Quasi-simple modules and Loewy lengths in modular representations of reductive Lie algebras

TL;DR

This paper introduces quasi-simple modules in the modular representation theory of reductive Lie algebras, revealing their advantageous properties and deriving new formulas for Loewy lengths and implications for Lusztig's conjecture.

Contribution

It defines quasi-simple modules with better properties than simple modules, enabling new insights into module structures and formulas for Loewy lengths in modular Lie algebra representations.

Findings

Quasi-simple modules have zero first self-extension.

Finite projective dimension for p-regular weights.

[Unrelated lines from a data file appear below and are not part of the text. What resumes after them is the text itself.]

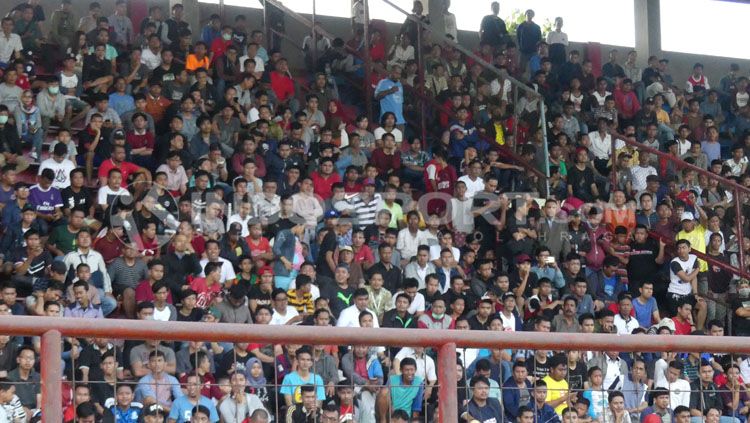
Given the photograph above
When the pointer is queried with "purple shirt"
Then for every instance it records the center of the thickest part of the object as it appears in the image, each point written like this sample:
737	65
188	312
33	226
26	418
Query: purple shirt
45	201
7	196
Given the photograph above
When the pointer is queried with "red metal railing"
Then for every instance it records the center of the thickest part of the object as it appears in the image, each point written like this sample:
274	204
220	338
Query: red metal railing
728	184
52	330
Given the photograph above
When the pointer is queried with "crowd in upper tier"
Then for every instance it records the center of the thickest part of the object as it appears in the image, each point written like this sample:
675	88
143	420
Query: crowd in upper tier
187	174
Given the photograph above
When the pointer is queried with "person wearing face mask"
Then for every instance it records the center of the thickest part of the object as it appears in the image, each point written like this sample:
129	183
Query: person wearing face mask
51	104
741	307
29	123
219	45
10	144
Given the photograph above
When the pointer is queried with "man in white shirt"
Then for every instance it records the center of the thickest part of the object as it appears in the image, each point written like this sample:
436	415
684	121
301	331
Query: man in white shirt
421	267
349	317
624	322
679	389
425	363
212	253
85	254
417	305
283	313
642	171
60	165
151	56
252	53
410	238
10	43
449	19
474	182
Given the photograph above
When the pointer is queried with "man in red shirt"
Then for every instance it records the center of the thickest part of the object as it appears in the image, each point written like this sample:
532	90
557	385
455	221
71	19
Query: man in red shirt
156	104
439	176
324	178
281	81
386	158
219	44
683	320
141	141
118	161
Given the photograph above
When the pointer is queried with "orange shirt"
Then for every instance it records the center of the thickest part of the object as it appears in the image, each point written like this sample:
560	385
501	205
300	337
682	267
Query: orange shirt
614	218
192	63
156	107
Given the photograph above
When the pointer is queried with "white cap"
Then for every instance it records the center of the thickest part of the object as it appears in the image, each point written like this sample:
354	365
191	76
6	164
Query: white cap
666	322
687	216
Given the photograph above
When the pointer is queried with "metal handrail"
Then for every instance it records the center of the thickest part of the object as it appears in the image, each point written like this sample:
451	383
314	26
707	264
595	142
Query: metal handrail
441	38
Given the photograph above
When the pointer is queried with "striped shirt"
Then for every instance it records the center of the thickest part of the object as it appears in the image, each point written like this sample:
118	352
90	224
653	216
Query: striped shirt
303	304
366	211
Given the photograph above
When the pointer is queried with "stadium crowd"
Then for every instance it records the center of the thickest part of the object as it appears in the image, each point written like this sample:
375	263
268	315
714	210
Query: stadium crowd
188	174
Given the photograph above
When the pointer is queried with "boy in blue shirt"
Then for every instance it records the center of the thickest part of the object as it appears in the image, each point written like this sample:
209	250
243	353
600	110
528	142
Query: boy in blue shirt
293	381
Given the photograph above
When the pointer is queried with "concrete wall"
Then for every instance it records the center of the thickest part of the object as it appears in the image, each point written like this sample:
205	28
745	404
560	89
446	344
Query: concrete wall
646	20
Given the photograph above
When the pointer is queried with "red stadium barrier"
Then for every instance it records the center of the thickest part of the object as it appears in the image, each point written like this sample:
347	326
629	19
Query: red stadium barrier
53	329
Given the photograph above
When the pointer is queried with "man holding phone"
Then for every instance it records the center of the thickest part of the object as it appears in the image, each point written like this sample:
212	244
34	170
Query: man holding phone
546	267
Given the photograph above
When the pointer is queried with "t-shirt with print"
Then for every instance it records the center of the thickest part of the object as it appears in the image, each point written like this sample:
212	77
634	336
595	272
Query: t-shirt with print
45	201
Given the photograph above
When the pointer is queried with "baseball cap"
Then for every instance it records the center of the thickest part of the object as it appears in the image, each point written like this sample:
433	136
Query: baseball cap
20	185
186	293
60	149
331	214
153	410
666	322
237	292
686	216
213	311
59	267
235	228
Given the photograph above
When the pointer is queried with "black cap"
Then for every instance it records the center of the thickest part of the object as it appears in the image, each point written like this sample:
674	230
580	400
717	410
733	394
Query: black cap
59	267
60	149
237	292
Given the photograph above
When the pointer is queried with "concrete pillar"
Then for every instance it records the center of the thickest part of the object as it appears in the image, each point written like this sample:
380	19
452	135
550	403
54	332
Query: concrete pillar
191	15
642	31
654	27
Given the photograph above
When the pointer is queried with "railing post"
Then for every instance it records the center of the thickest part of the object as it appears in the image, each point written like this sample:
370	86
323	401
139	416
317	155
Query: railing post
613	157
51	376
420	77
543	122
738	212
368	63
314	42
448	405
266	32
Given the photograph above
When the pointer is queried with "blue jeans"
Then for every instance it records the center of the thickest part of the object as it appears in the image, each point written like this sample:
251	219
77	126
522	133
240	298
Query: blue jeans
109	304
36	139
722	419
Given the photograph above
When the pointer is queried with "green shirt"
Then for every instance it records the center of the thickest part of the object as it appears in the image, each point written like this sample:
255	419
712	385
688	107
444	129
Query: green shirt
63	239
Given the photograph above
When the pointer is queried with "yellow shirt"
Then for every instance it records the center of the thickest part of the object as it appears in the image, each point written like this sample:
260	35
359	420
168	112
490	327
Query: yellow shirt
555	390
697	238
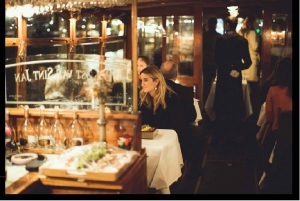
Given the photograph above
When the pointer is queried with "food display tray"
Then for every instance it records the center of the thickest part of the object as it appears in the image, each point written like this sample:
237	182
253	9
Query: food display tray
149	135
49	169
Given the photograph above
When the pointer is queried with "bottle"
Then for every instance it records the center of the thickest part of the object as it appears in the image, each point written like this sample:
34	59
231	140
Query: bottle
9	135
58	134
88	135
43	131
27	138
75	131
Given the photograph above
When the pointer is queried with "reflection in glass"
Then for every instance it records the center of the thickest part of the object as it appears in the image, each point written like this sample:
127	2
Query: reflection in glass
11	27
47	26
115	28
149	35
88	48
278	37
114	48
87	27
65	80
11	52
47	49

New formulas for Loewy lengths of modules.

Abstract

Let $\frak g$ be a reductive Lie algebra over an algebraically closed field of characteristic $p>0$. In this paper, we study the representations of $\frak g$ with a $p$-character $\chi$ of standard Levi form associated with a given subset $I$ of the simple root system $\Pi$ of $\frak g$. Let $U_\chi({\frak g})$ be the reduced enveloping algebra of $\frak g$. A notion "quasi-simple module" (denoted by $\mathcal L_\chi(\lambda)$) is introduced. The properties of such a module turn out to be better than those of the corresponding simple module $\widehat L_\chi(\lambda)$. It enables us to investigate the $U_\chi({\frak g})$-modules from a new point of view, and correspondingly gives rise new consequences. First, we show that the first self extension of $\mathcal L_\chi(\lambda)$ is zero, and the projective dimension of $\mathcal L_\chi(\lambda)$ is finite when $\lambda$ is $p$-regular. These properties make it significant to rewrite the formula of Lusztig's Hope (Lusztig's conjecture on the irreducible characters in the category of $U_\chi({\frak g})$-modules) by replacing $\widehat L_\chi(\lambda)$ by $\mathcal L_\chi(\lambda)$. Second, with the aid of quasi-simple modules, we get a formula on the Loewy lengths of standard modules and proper standard modules over $U_\chi({\frak g})$. And by studying some examples, we formulate some conjectures on the Loewy lengths of indecomposable projective $\frak g$-modules, standard modules and proper standard modules.